Basketball

This Kansas City man uses basketball as a vehicle for faith and hope

Freedom Hoops executive director Michael Loney, center, spent time with customers this week at the organization's yearly Fourth July fireworks sale.
Freedom Hoops executive director Michael Loney, center, spent time with customers this week at the organization's yearly Fourth July fireworks sale. Freedom Hoops

With the morning sun still hanging low in the sky, a teenage boy in a bright yellow T-shirt stands at the crossroads of Mission Road and Southwest Boulevard, setting up a tent full of fireworks and other explosives.

It’s only 7 a.m., but the teenager is preparing for a fireworks sale leading up to the Fourth of July.

These are the kind of kids that Michael Loney looks for. This annual fireworks sale is his fundraiser.

Loney, 33, is the executive director of Freedom Hoops, a Kansas City-based organization that uses basketball as a vehicle to engage and disciple urban youth. Its faith-based mission is to counter societal problems that typically plague urban communities: among them, a lack of male role models and a general hopelessness.

"My whole goal is not coaching, my whole goal is to play basketball, get a workout in and share Christ," Loney said.
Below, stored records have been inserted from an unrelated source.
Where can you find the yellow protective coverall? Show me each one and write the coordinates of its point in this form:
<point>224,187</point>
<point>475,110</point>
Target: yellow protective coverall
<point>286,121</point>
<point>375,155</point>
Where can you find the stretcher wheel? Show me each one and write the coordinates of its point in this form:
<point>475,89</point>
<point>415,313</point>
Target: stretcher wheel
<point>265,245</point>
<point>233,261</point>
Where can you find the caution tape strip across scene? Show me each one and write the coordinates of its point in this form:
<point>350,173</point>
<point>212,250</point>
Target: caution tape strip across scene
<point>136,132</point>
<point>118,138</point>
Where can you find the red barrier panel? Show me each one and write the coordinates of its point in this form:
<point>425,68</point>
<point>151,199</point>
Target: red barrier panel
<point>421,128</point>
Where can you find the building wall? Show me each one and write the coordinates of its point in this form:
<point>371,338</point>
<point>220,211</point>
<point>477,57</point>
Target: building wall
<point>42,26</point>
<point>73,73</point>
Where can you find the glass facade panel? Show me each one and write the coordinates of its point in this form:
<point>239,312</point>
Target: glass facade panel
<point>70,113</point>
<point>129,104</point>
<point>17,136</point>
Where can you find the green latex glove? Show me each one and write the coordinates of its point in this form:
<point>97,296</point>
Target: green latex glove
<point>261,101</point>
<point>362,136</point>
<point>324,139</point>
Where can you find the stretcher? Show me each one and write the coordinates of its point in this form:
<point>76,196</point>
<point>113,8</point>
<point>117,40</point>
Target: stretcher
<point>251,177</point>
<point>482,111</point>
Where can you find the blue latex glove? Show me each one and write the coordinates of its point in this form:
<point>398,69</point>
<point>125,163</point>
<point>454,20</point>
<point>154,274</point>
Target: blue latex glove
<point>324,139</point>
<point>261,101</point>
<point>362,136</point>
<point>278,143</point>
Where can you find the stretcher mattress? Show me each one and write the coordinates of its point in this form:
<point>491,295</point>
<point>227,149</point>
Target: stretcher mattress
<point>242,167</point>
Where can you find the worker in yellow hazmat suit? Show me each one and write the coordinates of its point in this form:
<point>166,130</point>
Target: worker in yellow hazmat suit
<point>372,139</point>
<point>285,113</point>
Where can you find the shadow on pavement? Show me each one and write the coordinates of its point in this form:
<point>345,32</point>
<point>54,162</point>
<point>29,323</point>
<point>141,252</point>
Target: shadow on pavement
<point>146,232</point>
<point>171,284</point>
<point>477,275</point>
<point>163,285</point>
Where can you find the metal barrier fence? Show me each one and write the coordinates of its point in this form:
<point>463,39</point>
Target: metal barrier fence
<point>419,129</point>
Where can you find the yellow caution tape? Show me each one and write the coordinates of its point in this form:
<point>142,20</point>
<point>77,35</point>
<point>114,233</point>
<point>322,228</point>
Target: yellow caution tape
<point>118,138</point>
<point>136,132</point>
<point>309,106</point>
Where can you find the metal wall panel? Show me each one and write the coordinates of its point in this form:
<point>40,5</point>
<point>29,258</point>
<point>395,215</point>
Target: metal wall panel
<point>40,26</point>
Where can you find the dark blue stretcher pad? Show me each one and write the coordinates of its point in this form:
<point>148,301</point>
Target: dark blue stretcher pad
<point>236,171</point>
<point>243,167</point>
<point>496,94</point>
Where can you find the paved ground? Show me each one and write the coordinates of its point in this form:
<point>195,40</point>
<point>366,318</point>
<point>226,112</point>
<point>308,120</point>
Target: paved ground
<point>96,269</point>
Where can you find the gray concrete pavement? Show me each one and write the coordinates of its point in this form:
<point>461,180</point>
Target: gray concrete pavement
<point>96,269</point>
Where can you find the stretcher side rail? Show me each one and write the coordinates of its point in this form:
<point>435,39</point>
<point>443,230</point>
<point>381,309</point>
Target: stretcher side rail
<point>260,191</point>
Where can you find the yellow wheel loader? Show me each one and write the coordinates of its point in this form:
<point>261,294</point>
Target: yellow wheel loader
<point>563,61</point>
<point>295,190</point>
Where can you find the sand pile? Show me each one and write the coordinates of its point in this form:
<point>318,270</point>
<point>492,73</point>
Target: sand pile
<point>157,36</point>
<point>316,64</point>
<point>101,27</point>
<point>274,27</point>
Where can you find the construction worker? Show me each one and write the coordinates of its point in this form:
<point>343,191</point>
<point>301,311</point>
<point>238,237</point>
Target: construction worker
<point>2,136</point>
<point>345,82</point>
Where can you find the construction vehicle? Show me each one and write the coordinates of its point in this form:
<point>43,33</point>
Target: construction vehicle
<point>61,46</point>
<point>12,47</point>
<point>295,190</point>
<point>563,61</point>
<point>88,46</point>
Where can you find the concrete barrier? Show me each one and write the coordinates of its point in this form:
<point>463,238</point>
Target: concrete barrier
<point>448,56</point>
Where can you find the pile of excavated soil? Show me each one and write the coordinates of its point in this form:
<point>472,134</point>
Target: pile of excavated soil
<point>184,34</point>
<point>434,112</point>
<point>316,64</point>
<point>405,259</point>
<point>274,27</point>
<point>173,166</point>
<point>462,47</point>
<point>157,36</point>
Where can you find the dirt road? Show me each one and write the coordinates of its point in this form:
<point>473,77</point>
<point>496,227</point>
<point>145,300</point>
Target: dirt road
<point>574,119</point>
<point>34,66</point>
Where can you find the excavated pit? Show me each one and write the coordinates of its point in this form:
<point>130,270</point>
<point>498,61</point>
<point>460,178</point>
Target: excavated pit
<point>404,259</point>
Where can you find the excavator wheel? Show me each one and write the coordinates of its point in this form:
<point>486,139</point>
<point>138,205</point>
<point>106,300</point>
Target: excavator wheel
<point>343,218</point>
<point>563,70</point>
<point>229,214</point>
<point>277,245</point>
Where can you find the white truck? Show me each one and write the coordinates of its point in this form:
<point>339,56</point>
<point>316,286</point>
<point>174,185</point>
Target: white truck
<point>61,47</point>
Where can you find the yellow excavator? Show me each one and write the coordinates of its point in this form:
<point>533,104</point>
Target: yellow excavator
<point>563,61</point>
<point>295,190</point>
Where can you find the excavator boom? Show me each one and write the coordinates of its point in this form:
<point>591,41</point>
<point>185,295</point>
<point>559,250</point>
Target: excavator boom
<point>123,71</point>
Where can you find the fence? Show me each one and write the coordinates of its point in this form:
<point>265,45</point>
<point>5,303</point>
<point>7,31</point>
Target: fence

A former teacher, Loney spent nine years in classrooms from Branson to Kansas City. He spent his final three at Eisenhower Middle School in Kansas City, Kan., and five before that at Kansas City Christian School.

During his stint at Eisenhower, Loney learned what it was like to teach kids in KC's urban core — what they’re good at, their struggles, how they learn. He also spent time playing basketball at local community centers, engaging with kids there, too.

A man of faith, Loney began sharing his beliefs with the young kids he'd play with. Simply playing basketball turned into basketball and bible study. That turned into basketball and bible study on Saturdays, which then led to basketball, bible study and memorizing of scripture on Thursdays.

"If kids aren't receptive to the gospel, we don't force it down their throat,” Loney said. “We make them aware of it — sometimes people might ask about that, but in general, kids don't mind praying; they don't mind having bible lessons.”

Freedom Hoops was launched in the spring of 2014. Four years later, some 25 kids are playing in the organization, enough for two competitive teams and a dedicated coaching staff.

The teams make appearances at competitions and showcase tournaments, such as the Hardwood Classic in Lawrence, Kan., or the Powerade Platform Nationals in Augusta, Ga.

As a former teacher, Loney emphasizes education and improving the futures of the kids he coaches through job-shadow opportunities and service projects. Job shadow participants have included individuals at Microsoft and Northwestern Mutual and Wyandotte County District Attorney Mark Dupree.

Similar to other Kansas City sports organizations created to empower urban youth, Freedom Hoops also keeps an eye on the schoolwork and grades of the kids in its ranks.

"If they're not passing (their classes), then they cannot play," Loney said. "That doesn't mean that they cannot practice, it just means they can't play in tournaments. And actually, I'd rather them sit down and do their homework than practice.”

At the end of the day, while Loney loves playing basketball, he says his program is really about cultivating faith in generations to come.

“I want young men to know Christ, and to live for Him — live for something greater than themselves," Loney said. “And to really have a generational impact that they will be disciple makers, going out and discipling young men who will then disciple others to follow Christ. So that's really the greatest impact that we could have."